- The paper demonstrates integrating multilingual text during visual instruction tuning to reduce English bias and enhance multilingual capacity in VLMs.
- It employs three strategies (TR-1S, TR-2S, TR-3S) to effectively integrate multilingual data without compromising visual performance.
- Results show that TR-3S models achieve superior language fidelity across 35 European languages, though challenges remain for unseen languages.
Breaking Language Barriers in Visual LLMs via Multilingual Textual Regularization
Introduction
The proliferation of Visual LLMs (VLMs) has revolutionized multimodal understanding, but these models are often restricted by their preference to generate English responses. This constraint arises due to the lack of multimodal multilingual data, termed Image-induced Fidelity Loss (IFL). The paper proposes integrating multilingual text-only data during visual instruction tuning to preserve multilingual capacity in VLMs without compromising visual understanding.
Methodology
The core strategy involves augmenting VLM training with multilingual textual data during different stages of visual instruction tuning. This process aims to maintain the original multilingual capabilities of the LLM (LM) (Figure 1).
Figure 1: Language Fidelity (LF) accuracy on Crossmodal-3600. (BM: Base Model, TR: model trained with multilingual Textual Regularization, TR+M: TR and merging the final model with the original LLM Backbone)
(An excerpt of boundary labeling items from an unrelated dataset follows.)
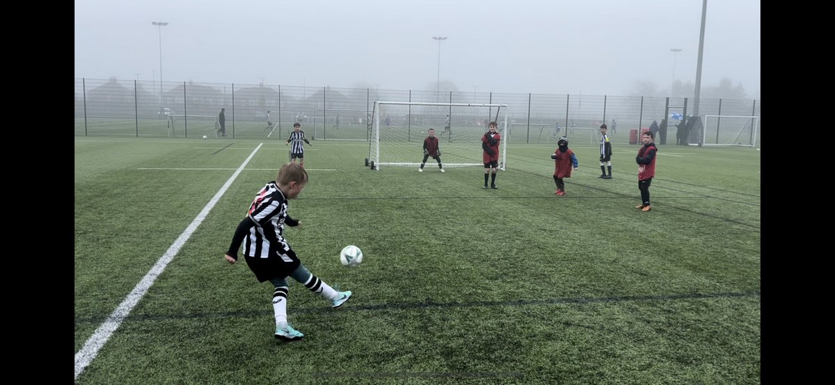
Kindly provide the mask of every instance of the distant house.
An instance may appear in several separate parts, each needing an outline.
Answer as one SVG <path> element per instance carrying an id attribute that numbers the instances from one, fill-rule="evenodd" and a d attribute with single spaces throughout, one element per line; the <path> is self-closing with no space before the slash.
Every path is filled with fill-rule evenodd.
<path id="1" fill-rule="evenodd" d="M 134 81 L 119 82 L 110 78 L 104 83 L 87 83 L 86 101 L 81 99 L 81 108 L 86 106 L 87 115 L 101 118 L 139 118 L 154 116 L 159 109 L 159 98 L 145 91 L 142 84 L 134 87 Z"/>
<path id="2" fill-rule="evenodd" d="M 189 81 L 163 93 L 163 104 L 178 115 L 217 115 L 226 107 L 222 92 L 210 86 Z"/>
To achieve robust textual integration, three distinct strategies were evaluated: integration across three stages (TR-3S), two stages (TR-2S), and a single stage (TR-1S), with participation across different languages captured in the training data mix. This approach enhances coverage and fidelity without reliance on large multilingual vision-language datasets.
Experimental Setup
The experimental setup employs a training framework marrying multimodal visual-language data with multilingual text-only instruction data. The baseline VLM architecture involves coupling a vision encoder with a multilingual LLM backbone. The datasets encompass a mix of general, detailed, and task-specific images, alongside multilingual text samples across 35 European languages (Figure 2).
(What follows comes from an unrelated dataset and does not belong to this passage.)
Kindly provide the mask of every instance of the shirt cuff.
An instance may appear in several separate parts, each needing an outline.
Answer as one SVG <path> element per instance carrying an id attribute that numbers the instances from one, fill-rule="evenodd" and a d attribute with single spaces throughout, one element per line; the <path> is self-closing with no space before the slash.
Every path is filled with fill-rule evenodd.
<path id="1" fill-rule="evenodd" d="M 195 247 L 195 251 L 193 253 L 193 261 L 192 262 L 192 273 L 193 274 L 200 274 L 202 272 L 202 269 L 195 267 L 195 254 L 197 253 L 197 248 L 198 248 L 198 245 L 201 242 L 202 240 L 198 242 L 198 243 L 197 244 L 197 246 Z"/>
Figure 2: Distribution of the multilingual text-only data used for Textual Regularization. Languages with a volume smaller than 3\% are grouped under Others, which collectively account for 5.5\% of the data.
Results and Discussion
The multilingual integration demonstrated a significant reduction in English bias across VLMs. Evaluation of LF accuracy showed that models utilizing TR-3S achieved superior multilingual competence without trade-offs in visual performance. Furthermore, experiments indicated the importance of strategically distributing multilingual text across several training phases.
Generalization Challenges
Despite improvements, generalization to languages not present in the training data remains a challenge. The limited performance for unseen languages underscores the necessity of explicit language inclusion during training.
Model Merging
In an effort to further enhance multilingual capacity, merging trained models with their original LLM backbones was explored, resulting in improved LF metrics. However, this approach introduces a trade-off, with some degradation observed in the model's ability to perform general visual-language tasks.
Figure 3: Interval Plot contrasting LF (upper bars) vs. LF+ (lower bars) across languages of our best-performing models.
Conclusion
The integration of multilingual text during visual instruction is a scalable and effective strategy to mitigate IFL in VLMs. These findings pave the way for more inclusive AI applications, though optimizations around model merging and data distribution are crucial for sustained performance enhancements.
Future Work
Future research should explore broader non-European language integrations, fine-tuned balancing in model merging, and improvements in language coverage. This ensures VLMs become usable across diverse linguistic landscapes, bridging the current limitations observed in language calls during evaluation.
This paper underscores the promise of multilingual textual regularization, offering potential pathways for VLMs to navigate and interact seamlessly with a linguistically diverse global audience. Additional attention to data fidelity and cultural nuance will further enhance these outcomes.